Por incrível que possa parecer, estamos a assistir esta segunda-feira, em alguns órgãos de comunicação social e em recantos das redes sociais, a um branqueamento do trajeto de Silvio Berlusconi que acompanha a notícia da sua morte. É verdade que o empresário arrivista, devasso contumaz e político persistente «marcou Itália nos últimos 40 anos», mas fê-lo apenas porque, pioneiro na Europa da vaga de populismo que emergiu nos anos oitenta do século passado, foi por três vezes primeiro-ministro, marcando ao mesmo tempo o mundo dos negócios e do entertenimento no seu país.
Lembrou o jornalista norte-americano Alexandre Stille – citado por Sofia Lorena no Público, num bom artigo que peca pelo título onde se chama a SB «o vendedor de sonhos que encantou Itália» – que este foi «criatura (e criador) do mundo pós-moderno, onde não importa o que aconteceu, mas o que toda a gente pensa que aconteceu», e um político típico «da época dos mass media, em que só contam o imaginário e a percepção». Berlusconi foi também o homem que abriu o governo da Itália à extrema-direita pela primeira vez desde a Segunda Guerra Mundial.

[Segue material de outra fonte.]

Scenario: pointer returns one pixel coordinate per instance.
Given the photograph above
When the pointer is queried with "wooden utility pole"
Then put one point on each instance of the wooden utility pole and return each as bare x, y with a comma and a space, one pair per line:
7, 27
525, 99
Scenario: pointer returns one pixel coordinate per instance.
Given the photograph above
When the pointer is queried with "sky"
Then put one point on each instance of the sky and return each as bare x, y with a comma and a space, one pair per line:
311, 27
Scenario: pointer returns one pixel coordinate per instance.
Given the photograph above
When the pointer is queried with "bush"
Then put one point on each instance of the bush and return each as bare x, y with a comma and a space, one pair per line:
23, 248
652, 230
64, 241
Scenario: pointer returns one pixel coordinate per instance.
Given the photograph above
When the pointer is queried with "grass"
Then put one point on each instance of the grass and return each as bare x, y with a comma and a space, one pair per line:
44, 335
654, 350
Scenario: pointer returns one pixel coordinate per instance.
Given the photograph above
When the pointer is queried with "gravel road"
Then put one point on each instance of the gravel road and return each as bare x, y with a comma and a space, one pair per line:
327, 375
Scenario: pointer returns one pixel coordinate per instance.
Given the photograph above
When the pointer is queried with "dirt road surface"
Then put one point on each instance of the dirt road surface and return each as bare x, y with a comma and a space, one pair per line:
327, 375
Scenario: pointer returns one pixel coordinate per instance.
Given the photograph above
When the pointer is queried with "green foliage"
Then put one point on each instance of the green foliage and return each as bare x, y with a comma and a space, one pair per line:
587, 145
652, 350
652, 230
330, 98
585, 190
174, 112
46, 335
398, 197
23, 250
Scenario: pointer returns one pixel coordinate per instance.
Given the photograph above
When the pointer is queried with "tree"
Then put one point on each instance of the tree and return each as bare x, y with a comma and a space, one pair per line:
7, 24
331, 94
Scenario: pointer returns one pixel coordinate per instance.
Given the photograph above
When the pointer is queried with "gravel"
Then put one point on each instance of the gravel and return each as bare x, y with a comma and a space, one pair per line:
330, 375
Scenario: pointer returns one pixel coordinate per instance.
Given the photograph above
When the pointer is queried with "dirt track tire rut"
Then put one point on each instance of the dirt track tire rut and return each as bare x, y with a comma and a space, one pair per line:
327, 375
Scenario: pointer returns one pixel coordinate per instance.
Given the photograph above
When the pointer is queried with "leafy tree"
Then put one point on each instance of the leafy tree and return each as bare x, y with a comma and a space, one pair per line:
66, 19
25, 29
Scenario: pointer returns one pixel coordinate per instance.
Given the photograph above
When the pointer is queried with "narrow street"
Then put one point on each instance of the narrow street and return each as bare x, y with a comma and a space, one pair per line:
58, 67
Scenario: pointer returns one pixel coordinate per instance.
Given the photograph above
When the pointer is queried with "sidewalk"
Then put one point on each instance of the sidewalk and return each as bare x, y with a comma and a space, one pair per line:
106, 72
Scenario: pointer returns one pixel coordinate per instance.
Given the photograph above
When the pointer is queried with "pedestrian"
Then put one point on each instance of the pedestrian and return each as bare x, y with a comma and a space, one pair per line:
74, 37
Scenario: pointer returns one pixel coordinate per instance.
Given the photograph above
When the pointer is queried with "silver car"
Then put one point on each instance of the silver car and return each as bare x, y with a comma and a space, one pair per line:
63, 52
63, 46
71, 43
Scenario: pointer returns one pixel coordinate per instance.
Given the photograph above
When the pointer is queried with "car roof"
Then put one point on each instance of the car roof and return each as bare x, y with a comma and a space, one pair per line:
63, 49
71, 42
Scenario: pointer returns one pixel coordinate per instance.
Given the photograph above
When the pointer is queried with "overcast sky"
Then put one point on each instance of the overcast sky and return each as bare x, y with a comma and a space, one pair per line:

Foi ainda acusado de abuso de poder, fraude fiscal, lavagem de dinheiro, corrupção activa e passiva, perjúrio, difamação, extorsão, cumplicidade com a Máfia, incitamento à prostituição e ao sexo com menores, além, para ser moderado no qualificativo, de explorador comercial do corpo feminino. Por diversas vezes condenado, aliás, embora a maioria dos crimes tenha acabado por prescrever antes da sentença. Foi ainda um narcisista doentio e um amigo declarado de Vladimir Putin. Se não foi um sujeito nada «encantador» e contra a qual o cidadão comum deva ser prevenido, não conheço quem o possa ser.